Alex Vorbau is a true believer of social technology. He uses social technology in all aspects of his daily life and his career, and he even focussed his work blog on Social Technology Innovation. But, he had a bad experience that made him question his beliefs. Take a look at his blog post on Thoughts on Anonymous Cowards. Alex started a legitimate web business with his wife. Someone out there decided that they didn’t like his business, so much that they decided that they would try to sabotage it. They used the very same social web technologies that Alex develops, but they used it against him, and, they hid behind the anonymity of the internet to do it. This really is an example of social web technology gone bad.
I love how social web technology gives everyone a voice. I love that people can publish information with the click of a button. I love that people can post comments, both positive and negative, about what they read.

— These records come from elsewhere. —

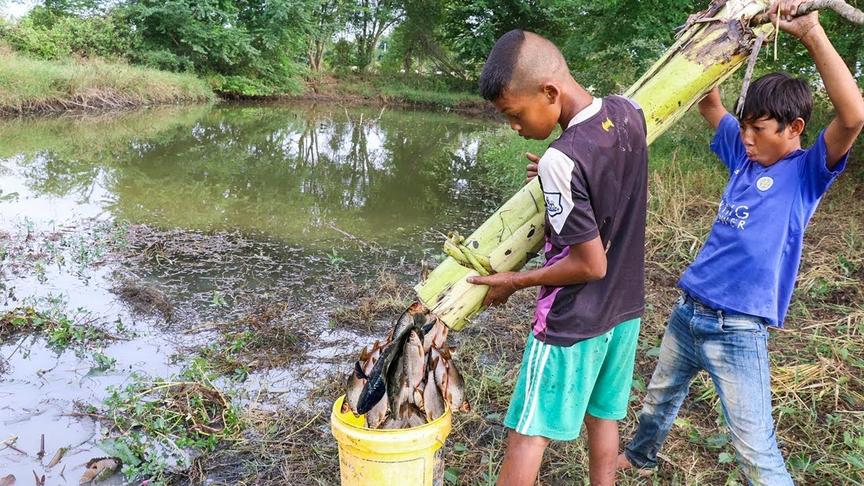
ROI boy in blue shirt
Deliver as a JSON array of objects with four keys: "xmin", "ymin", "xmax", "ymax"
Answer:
[{"xmin": 618, "ymin": 0, "xmax": 864, "ymax": 486}]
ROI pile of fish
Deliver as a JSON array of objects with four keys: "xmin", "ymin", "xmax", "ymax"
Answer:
[{"xmin": 342, "ymin": 302, "xmax": 470, "ymax": 429}]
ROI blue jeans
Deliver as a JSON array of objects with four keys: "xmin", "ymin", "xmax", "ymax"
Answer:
[{"xmin": 624, "ymin": 295, "xmax": 792, "ymax": 486}]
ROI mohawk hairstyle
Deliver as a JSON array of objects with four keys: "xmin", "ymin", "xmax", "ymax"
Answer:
[
  {"xmin": 741, "ymin": 72, "xmax": 813, "ymax": 130},
  {"xmin": 480, "ymin": 29, "xmax": 525, "ymax": 101}
]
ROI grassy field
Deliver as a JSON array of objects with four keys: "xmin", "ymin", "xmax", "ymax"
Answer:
[
  {"xmin": 0, "ymin": 49, "xmax": 215, "ymax": 115},
  {"xmin": 224, "ymin": 104, "xmax": 864, "ymax": 486}
]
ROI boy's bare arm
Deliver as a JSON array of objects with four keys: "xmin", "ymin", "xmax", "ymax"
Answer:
[
  {"xmin": 699, "ymin": 86, "xmax": 728, "ymax": 130},
  {"xmin": 468, "ymin": 236, "xmax": 606, "ymax": 306},
  {"xmin": 771, "ymin": 0, "xmax": 864, "ymax": 169}
]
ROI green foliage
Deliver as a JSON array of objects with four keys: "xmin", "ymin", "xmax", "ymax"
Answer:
[
  {"xmin": 0, "ymin": 6, "xmax": 131, "ymax": 59},
  {"xmin": 0, "ymin": 49, "xmax": 213, "ymax": 113},
  {"xmin": 0, "ymin": 298, "xmax": 105, "ymax": 351},
  {"xmin": 99, "ymin": 358, "xmax": 243, "ymax": 484}
]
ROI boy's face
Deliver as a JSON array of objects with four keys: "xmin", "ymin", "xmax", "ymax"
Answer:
[
  {"xmin": 741, "ymin": 116, "xmax": 804, "ymax": 166},
  {"xmin": 493, "ymin": 85, "xmax": 561, "ymax": 140}
]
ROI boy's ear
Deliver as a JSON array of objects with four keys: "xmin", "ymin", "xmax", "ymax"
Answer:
[
  {"xmin": 787, "ymin": 117, "xmax": 806, "ymax": 138},
  {"xmin": 543, "ymin": 83, "xmax": 561, "ymax": 104}
]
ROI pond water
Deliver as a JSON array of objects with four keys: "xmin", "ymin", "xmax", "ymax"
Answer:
[{"xmin": 0, "ymin": 104, "xmax": 502, "ymax": 484}]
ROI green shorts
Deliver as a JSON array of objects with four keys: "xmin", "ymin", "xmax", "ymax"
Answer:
[{"xmin": 504, "ymin": 318, "xmax": 640, "ymax": 440}]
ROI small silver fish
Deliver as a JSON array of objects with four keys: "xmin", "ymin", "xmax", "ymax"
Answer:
[
  {"xmin": 366, "ymin": 397, "xmax": 390, "ymax": 429},
  {"xmin": 402, "ymin": 403, "xmax": 426, "ymax": 428},
  {"xmin": 444, "ymin": 361, "xmax": 471, "ymax": 412},
  {"xmin": 380, "ymin": 415, "xmax": 405, "ymax": 429},
  {"xmin": 402, "ymin": 329, "xmax": 426, "ymax": 396},
  {"xmin": 342, "ymin": 361, "xmax": 366, "ymax": 414},
  {"xmin": 423, "ymin": 361, "xmax": 445, "ymax": 422},
  {"xmin": 423, "ymin": 314, "xmax": 450, "ymax": 353}
]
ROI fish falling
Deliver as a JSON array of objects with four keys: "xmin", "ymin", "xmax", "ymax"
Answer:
[{"xmin": 342, "ymin": 302, "xmax": 471, "ymax": 429}]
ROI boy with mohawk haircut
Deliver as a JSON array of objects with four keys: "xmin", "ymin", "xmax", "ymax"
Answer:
[{"xmin": 469, "ymin": 30, "xmax": 648, "ymax": 486}]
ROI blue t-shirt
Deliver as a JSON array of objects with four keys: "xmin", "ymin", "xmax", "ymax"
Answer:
[{"xmin": 678, "ymin": 114, "xmax": 848, "ymax": 327}]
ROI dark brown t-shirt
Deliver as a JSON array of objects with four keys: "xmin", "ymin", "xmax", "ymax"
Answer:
[{"xmin": 534, "ymin": 96, "xmax": 648, "ymax": 346}]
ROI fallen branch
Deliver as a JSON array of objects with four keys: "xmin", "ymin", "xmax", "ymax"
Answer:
[{"xmin": 753, "ymin": 0, "xmax": 864, "ymax": 25}]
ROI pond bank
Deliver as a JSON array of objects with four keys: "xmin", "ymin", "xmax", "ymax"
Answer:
[
  {"xmin": 0, "ymin": 51, "xmax": 216, "ymax": 116},
  {"xmin": 0, "ymin": 48, "xmax": 495, "ymax": 118}
]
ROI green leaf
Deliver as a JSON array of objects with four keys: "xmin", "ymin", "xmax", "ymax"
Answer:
[
  {"xmin": 99, "ymin": 439, "xmax": 141, "ymax": 467},
  {"xmin": 844, "ymin": 452, "xmax": 864, "ymax": 471},
  {"xmin": 705, "ymin": 434, "xmax": 729, "ymax": 449}
]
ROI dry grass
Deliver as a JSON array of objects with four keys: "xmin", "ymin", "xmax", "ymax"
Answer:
[{"xmin": 0, "ymin": 52, "xmax": 214, "ymax": 115}]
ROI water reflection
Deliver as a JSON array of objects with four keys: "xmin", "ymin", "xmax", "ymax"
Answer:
[{"xmin": 0, "ymin": 101, "xmax": 488, "ymax": 251}]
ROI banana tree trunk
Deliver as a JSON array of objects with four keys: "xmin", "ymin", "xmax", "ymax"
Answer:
[{"xmin": 414, "ymin": 0, "xmax": 773, "ymax": 330}]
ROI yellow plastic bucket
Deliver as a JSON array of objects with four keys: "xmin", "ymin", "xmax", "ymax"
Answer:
[{"xmin": 330, "ymin": 395, "xmax": 451, "ymax": 486}]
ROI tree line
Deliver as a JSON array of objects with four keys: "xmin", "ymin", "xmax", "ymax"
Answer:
[{"xmin": 0, "ymin": 0, "xmax": 864, "ymax": 95}]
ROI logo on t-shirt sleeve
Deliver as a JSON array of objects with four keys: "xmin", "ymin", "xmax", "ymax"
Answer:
[{"xmin": 543, "ymin": 192, "xmax": 564, "ymax": 219}]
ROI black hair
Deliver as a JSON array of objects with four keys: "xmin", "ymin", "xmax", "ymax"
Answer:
[
  {"xmin": 480, "ymin": 29, "xmax": 525, "ymax": 101},
  {"xmin": 741, "ymin": 72, "xmax": 813, "ymax": 130}
]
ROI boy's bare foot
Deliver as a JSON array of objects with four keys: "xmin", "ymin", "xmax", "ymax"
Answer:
[
  {"xmin": 615, "ymin": 453, "xmax": 654, "ymax": 478},
  {"xmin": 615, "ymin": 453, "xmax": 633, "ymax": 471}
]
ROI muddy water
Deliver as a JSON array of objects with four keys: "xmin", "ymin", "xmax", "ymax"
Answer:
[{"xmin": 0, "ymin": 105, "xmax": 499, "ymax": 484}]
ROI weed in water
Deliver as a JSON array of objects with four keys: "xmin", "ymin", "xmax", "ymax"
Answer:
[{"xmin": 100, "ymin": 360, "xmax": 243, "ymax": 484}]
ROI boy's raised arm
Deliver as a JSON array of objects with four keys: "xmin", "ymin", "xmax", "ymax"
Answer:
[
  {"xmin": 699, "ymin": 86, "xmax": 728, "ymax": 130},
  {"xmin": 771, "ymin": 0, "xmax": 864, "ymax": 169}
]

I love the rich world-wide user-generated information pool that social web technology creates. And, I love that I can contribute to it with my own comments and my own blog posts. But what do we do when people abuse the freedom that social web technology has given them?
The social web world is an amazing self-governed community, self-governed by writers and readers. If I am honest in my posts, I feel I am rewarded by appreciation from blog readers. If I am dishonest in my posts, I feel I will get corrected by the blog community. And, if I admit to and correct my errors, I feel the community will forgive me and allow me to rebuild my credibility. I think blogging teaches you to be open, honest, and thoughtful. While as a blogger I am open about my identity, I actually like the fact that blog readers can post comments anonymously, especially when it helps them be honest about something they feel deeply about and can’t express openly.
But what do you do when anonymity gets abused? What do you do when anonymous cowards attack well-meaning people?
Do we start developing social web technologies that don’t allow anonymity? Do we start developing tools that limit or inhibit information sharing? Do we start developing tools to police the abusers?
I can’t help think about the amount of social web innovation that is lost by attacking and demotivating well-meaning social web users and social web innovators. I wonder if the anonymous cowards realize the impact of what they are doing. What should we do?